Churchill
Churchill: The Town With No Road Out, and About 1,000 Bears
Churchill, Manitoba has roughly 900 permanent residents, no road connection to the rest of Canada, and around 1,000 polar bears congregating on its doorstep each autumn. Those three facts in sequence tell you almost everything you need to know about the place. It sits on the southwestern shore of Hudson Bay, 1,700 kilometres north of Winnipeg, and it is the only location on earth where you can observe polar bears in the wild, beluga whales, and the northern lights with reliable frequency within a short distance of each other. The town exists largely because of wildlife tourism. The wildlife tourism exists largely because of the bears.
Getting There
There is no road to Churchill. Your options are VIA Rail from Winnipeg – roughly 2-3 days each way on a schedule that is historically unreliable – or a flight from Winnipeg (2 hours, approximately CAD 500-900 return depending on timing and availability). Calm Air and Perimeter Aviation operate the routes. The train is an experience in itself, particularly crossing the boreal forest in late October when the trees carry early snow, but most visitors with limited time fly.
Polar Bears: October and November
The bears come to Churchill because of geography. Churchill sits on the migration route polar bears use to move from their summer inland denning grounds to Hudson Bay, where they wait for the ice to form so they can hunt ringed seals. The bears congregate along the shoreline from late September through November, peaking in early November before the bay freezes. An estimated 900-1,000 bears move through the Churchill Wildlife Management Area during peak season.

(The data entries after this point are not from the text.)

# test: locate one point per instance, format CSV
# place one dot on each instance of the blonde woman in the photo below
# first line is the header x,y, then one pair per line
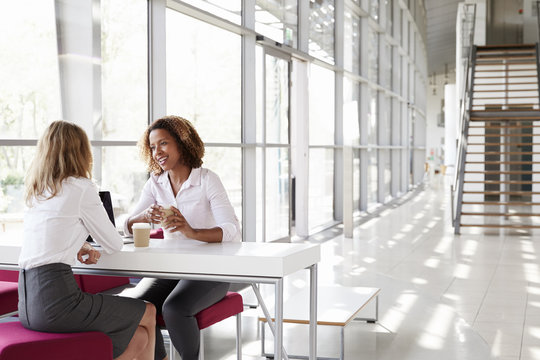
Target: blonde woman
x,y
201,210
63,209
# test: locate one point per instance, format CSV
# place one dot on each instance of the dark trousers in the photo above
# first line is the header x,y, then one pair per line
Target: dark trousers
x,y
179,301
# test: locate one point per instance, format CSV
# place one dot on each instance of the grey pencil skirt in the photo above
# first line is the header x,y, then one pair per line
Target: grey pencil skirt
x,y
50,300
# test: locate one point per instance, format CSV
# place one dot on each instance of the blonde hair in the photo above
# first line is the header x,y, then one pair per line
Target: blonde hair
x,y
189,143
62,151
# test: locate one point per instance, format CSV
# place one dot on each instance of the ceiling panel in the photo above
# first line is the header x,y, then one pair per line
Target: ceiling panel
x,y
441,34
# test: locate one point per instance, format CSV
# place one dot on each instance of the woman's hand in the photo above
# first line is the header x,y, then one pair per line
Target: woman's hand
x,y
177,222
153,214
88,255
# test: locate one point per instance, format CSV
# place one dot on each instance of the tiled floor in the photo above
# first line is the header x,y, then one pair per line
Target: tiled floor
x,y
471,296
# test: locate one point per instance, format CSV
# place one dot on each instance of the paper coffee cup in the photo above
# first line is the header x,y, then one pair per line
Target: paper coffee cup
x,y
141,234
166,211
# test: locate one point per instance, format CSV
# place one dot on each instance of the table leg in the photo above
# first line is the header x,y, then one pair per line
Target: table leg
x,y
271,323
313,312
278,337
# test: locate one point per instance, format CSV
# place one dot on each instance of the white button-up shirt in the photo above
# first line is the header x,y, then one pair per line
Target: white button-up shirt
x,y
56,229
202,200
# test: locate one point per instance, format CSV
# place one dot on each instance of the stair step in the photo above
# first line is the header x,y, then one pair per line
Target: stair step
x,y
503,135
489,162
498,118
493,193
503,98
506,90
495,172
510,226
489,126
482,63
515,56
499,144
503,70
499,203
494,182
505,77
499,214
507,83
502,152
510,114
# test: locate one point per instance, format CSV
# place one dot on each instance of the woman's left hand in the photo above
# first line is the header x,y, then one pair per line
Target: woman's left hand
x,y
177,222
88,255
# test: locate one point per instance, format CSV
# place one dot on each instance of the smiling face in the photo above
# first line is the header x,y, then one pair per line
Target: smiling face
x,y
164,149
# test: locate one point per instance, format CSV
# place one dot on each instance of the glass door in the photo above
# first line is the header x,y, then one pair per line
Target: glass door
x,y
273,142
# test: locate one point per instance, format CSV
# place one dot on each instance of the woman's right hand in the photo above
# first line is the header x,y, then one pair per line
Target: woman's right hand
x,y
153,214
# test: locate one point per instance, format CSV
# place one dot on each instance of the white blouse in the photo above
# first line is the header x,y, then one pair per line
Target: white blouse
x,y
202,200
56,229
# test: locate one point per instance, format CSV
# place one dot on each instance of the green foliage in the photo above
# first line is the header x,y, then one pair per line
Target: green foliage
x,y
12,179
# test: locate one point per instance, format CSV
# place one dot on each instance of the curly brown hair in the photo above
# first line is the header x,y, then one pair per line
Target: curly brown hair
x,y
189,143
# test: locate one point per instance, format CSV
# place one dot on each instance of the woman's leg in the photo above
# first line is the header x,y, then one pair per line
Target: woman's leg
x,y
143,341
179,310
154,291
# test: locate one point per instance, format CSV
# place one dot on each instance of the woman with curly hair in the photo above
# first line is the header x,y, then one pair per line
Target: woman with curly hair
x,y
201,210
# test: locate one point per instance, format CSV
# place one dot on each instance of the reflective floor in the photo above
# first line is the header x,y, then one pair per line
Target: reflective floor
x,y
444,296
472,296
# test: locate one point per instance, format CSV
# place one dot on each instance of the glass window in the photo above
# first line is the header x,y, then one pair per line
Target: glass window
x,y
230,10
374,9
372,177
260,193
352,42
321,187
277,20
321,106
277,100
226,162
384,156
351,124
389,15
30,91
124,54
373,70
373,117
277,193
14,162
321,29
204,77
356,180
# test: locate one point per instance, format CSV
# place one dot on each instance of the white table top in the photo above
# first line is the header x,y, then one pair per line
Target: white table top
x,y
246,259
336,305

Tundra Buggy tours are the standard viewing method: large, high-clearance purpose-built vehicles that operate legally on the tundra outside town and can approach bears at distances that would be impossible on foot. Frontiers North Adventures and Natural Habitat Adventures are the main operators, with Polar Bears International scientists frequently embedded in the camps for educational programming. Full-day Tundra Buggy tours run CAD 200-350 per person; multi-night Tundra Buggy Lodge packages (living aboard a mobile camp on the tundra) run considerably more and sell out months ahead.

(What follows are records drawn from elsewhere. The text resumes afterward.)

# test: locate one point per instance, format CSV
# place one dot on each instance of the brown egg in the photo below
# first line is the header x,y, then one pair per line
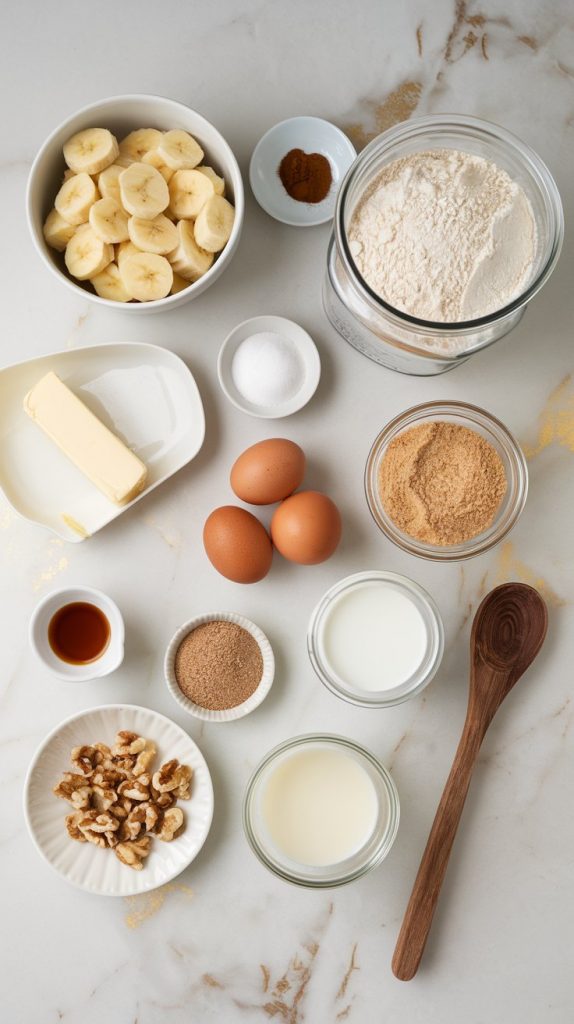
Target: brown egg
x,y
306,527
268,471
236,544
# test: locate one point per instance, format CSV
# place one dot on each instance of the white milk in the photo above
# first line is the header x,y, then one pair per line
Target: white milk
x,y
319,806
373,636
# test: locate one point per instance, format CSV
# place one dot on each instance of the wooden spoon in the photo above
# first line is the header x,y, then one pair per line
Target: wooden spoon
x,y
508,633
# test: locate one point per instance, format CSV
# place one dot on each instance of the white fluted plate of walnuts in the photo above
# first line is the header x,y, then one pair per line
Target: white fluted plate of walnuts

The bears approach the vehicles out of curiosity. Distances of 3-10 metres are routine. You do not leave the vehicle.
The 2026 tour departure dates run through October and November. Book in advance – peak weeks in late October and early November fill up 12-18 months out for the better operators.
Beluga Whales: July and August
Tens of thousands of beluga whales enter the Churchill River estuary and Hudson Bay around ice-out in late June and July, coming to calve, feed, and shed their outer skin in the warmer shallow water. Standing on the Churchill River bank in July and watching hundreds of white shapes surfacing simultaneously is its own kind of spectacle.

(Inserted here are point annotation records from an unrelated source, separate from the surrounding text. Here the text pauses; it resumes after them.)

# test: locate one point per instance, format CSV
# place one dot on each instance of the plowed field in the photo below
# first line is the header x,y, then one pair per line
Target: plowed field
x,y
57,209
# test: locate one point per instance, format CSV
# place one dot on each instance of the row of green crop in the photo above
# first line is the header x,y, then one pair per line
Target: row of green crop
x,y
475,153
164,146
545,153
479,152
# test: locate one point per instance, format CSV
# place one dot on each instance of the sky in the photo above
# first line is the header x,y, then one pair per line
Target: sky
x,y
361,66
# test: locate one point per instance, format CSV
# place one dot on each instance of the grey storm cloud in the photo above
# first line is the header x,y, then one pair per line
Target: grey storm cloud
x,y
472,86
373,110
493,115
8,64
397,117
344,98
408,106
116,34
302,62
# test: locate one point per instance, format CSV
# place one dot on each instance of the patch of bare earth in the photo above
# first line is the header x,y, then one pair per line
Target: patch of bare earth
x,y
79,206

Sea North Tours and other operators run kayaking tours among the belugas. Belugas are curious and vocal – they produce a wide range of clicks, chirps, and whistles clearly audible through a kayak hull – and they approach within arm’s reach. Kayak tours run CAD 90-150 per person for a 2-3 hour session. This is one of very few places on earth where you can legally paddle among large cetaceans in open water.
Northern Lights
Churchill’s subarctic latitude (58 degrees north) puts it under the auroral oval. September through March offer reliable aurora potential; February has the most consistently clear nights and the most intense displays, with temperatures regularly reaching -40 degrees Celsius with windchill. Guided aurora viewing tours operate most evenings in season. Dress as if you are going outside at -40 because you are.
Where to Stay and Eat
Churchill has a handful of hotels. The Lazy Bear Lodge is the most established tourist-focused option with packages that include tours. The Polar Inn and Suites is the main town hotel. Accommodation is scarce during peak polar bear season and should be booked months ahead – not weeks, months.
The Gypsy’s Bakery on Kelsey Boulevard serves breakfast and lunch and functions as the town’s most reliable food institution for independent visitors. Food options in Churchill are limited and honest; this is not a gastronomic destination. The point is the bears.